002 - Waiving Final Bonds

Introduction
From the outset of a project, owners recognize the importance of requesting security, in the form of a bond, from contractors to ensure their performance under the contract.   However, upon award of the contract, this security is sometimes waived by the owner and it is this practice that gives rise to concerns.

Background
Owners inure substantial value from a Surety’s prequalification process.  It is a service unique to suretyship and sets surety bonds apart from other forms of contract security.   However, the waiving of final bonds (Performance and Labour and/or Material Payment bonds) by some owners once the contract has been awarded, appears to be more of a cost savings attempt rather than a risk mitigation mechanism.

SAC Position
Surety bonds provide an excellent risk management tool and Sureties provide valuable services through all stages of a project – not just prequalification at the tendering stage.  The Surety Association of Canada (SAC) strongly recommends that Obligees obtain final bonds for the following reasons:

Final bonds = guaranteed performance
With final bonds in place, the Obligee is protected against loss arising from the contractor’s inability to fulfill its contractual obligations.  This guarantee is back stopped by the Surety.  Without final bonds in place, the risk of project failure and financial loss are borne by the Obligee.

Final bonds = on-going monitoring
Sureties monitor a bonded contractor's entire work program on an on-going basis.  Recognizing that one project could have impacts on other projects, this allows the surety to foresee potential problems and mitigate these issues before any impact is realized on the bonded project. 

Final bonds = subs and suppliers being paid
A Labour and Material Payment bond ensures the payment to subs-trades and suppliers in the event of a general contractor’s default.  More importantly, it removes the administrative burden of responding to calls and emails from unpaid sub-trades and suppliers demanding payment for work or materials.  If no bond is in place, the owner will be responsible for managing the process of distributing holdback monies among valid lien claimants.

Summary
By waiving final bonds, Obligees fail to take full advantage of the many benefits provided by surety bonds.
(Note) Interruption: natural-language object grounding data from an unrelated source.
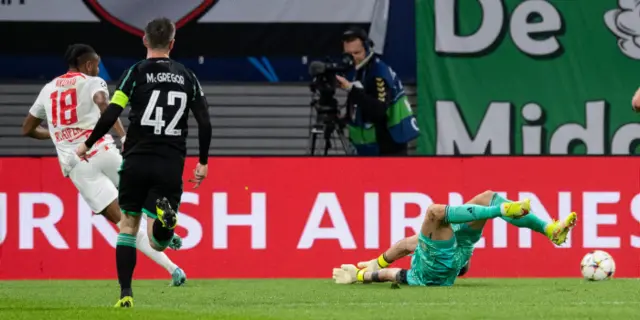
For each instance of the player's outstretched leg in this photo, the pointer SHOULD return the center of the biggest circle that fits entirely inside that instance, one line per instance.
(556, 231)
(471, 212)
(162, 229)
(126, 258)
(348, 273)
(178, 277)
While the surety prequalification process is very effective at eliminating unqualified contractors from the bidding process, circumstances can arise during the course of the contract which are beyond the principal’s control. These additional external risks can also play into the contractor’s inability to complete a contract leading to a default.
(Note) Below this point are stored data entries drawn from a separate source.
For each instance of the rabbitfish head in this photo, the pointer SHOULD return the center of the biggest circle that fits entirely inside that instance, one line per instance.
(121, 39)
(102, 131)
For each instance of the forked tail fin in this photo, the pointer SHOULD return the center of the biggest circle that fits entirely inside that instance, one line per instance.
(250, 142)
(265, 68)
Potential losses incurred by the Obligee as a result of the default can be managed effectively through surety bonds which help the Obligee to protect their investments.   Obligees should be aware that prequalification fees may be charged by the surety in cases where final bonds are waived.  A Surety expends most of its underwriting efforts and incurs most of its costs during the prequalification stage and therefore, deserves to be compensated for its services if final bonds are waived after the tender bonds have been provided.

This information is intended to serve as a general guideline.  Nothing contained herein should be construed as legal advice.  Readers are cautioned to consult with legal counsel for such advice.

Glossary of Terms

Final Bonds
Performance Bonds and/or Labour and Material Payment Bonds.

Obligee
An individual or organization in whose favour an obligation is created and to whom a bond is given.

Principal
The individual or organization that bears the primary responsibility for fulfilling the obligation under the written contract referenced in the bond and that has the duty to perform for the Obligee’s benefit.

Surety
The party to a surety bond who answers to the Obligee for the Principal’s default or failure to perform as required by the underlying contract, permit or law.